L'étude de ces dissymétries aboutit à des résultats que l'on peut résumer ainsi la moitié gauche d'un visage humain est en corrélation avec ce qui groupe les manifestations externes de l'individu, la moitié droite avec ce qui groupe ses manifestations internes. En variant les vocabulaires (et étant bien entendu que l'on découvrirait d'autres personnalités sur le même sujet en modifiant les prélèvements) à gauche la vie de relation, la personnalité de contact, à droite la vie intérieure, la personnalité profonde; à gauche le collecteur de sensations, à droite l'ouvrier qui les distille en secret; à gauche l'être social; à droite l'être intime.

De telles constatations conduisent à des questions sur la physiologie du système nerveux et particulièrement du cerveau. Elles se rencontrent aussi avec les préoccupations des sociologues concernant la prédominance de la droite sur la gauche dans les diverses civilisations on sait d'ailleurs que ceux-ci concluent à l'existence d'une prédominance d'origine organique (psycho-physiologique) et non sociale.

Pour rendre plus sensible la différence des deux expressions latérales, on peut doubler par symétrie un demi-visage découpé dans une photographie prise exactement de face avec éclairage aussi égal que possible.

Ce procédé empirique, qui ne sert pas à la recherche, mais à la démonstration (présenté au IVe Congrès de l'Institut international d'anthropologie, en 1930), se borne à économiser au spectateur l'effort de recomposition qu'il doit faire à la vue d'un demi-visage. Il permet en outre de vérifier que, suivant les individus et leurs types d'activités, nous les reconnaissons soit à gauche, soit à droite, c'est-à-dire suivant que nous prenons inconsciemment nos repères de ressemblance sur leur moitié gauche ou sur leur moitié droite, ou encore suivant que nous nous intéressons, en eux, à l'homme social ou à l'homme intérieur.

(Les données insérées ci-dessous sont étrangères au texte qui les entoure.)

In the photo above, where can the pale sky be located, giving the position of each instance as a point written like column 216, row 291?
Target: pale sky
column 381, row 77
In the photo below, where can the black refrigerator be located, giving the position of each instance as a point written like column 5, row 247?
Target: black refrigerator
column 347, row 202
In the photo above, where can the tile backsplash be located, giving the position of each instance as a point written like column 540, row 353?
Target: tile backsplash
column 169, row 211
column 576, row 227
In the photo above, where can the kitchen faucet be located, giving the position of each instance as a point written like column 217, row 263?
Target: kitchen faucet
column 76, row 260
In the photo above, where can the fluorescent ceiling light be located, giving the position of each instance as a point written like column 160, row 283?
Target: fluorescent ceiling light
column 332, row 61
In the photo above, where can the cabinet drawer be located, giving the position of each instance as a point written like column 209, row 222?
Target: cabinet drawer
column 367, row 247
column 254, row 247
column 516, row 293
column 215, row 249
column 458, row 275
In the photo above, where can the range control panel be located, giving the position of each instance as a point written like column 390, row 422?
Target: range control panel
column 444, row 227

On constate également ainsi qu'un demi-visage redoublé par symétrie donne, avant toute autre, une impression d'inhumanité. Dire que cette inhumanité coïncide avec la réduction de l'individu à sa personnalité exclusivement sociale ou à sa personnalité exclusivement intérieure, c'est dire que l'équilibre vital d'un individu est lié à un dosage, à une fusion de ces deux personnalités. D'où il résulte que nous nous devons de témoigner une attention simultanée ou alternée aux deux fractions - entre autres - qui composent l'être humain, celle chargée des contacts, celle chargée de la reprise interne, et qui mènent en chacun de nous leurs existences parallèles. D'où il résulte aussi que ne doit pas se relâcher l'effort par lequel nous conjugons ces fractions de nous-mêmes pour aboutir à l'unité. Derrière une apparente pluralité, l'être humain est un.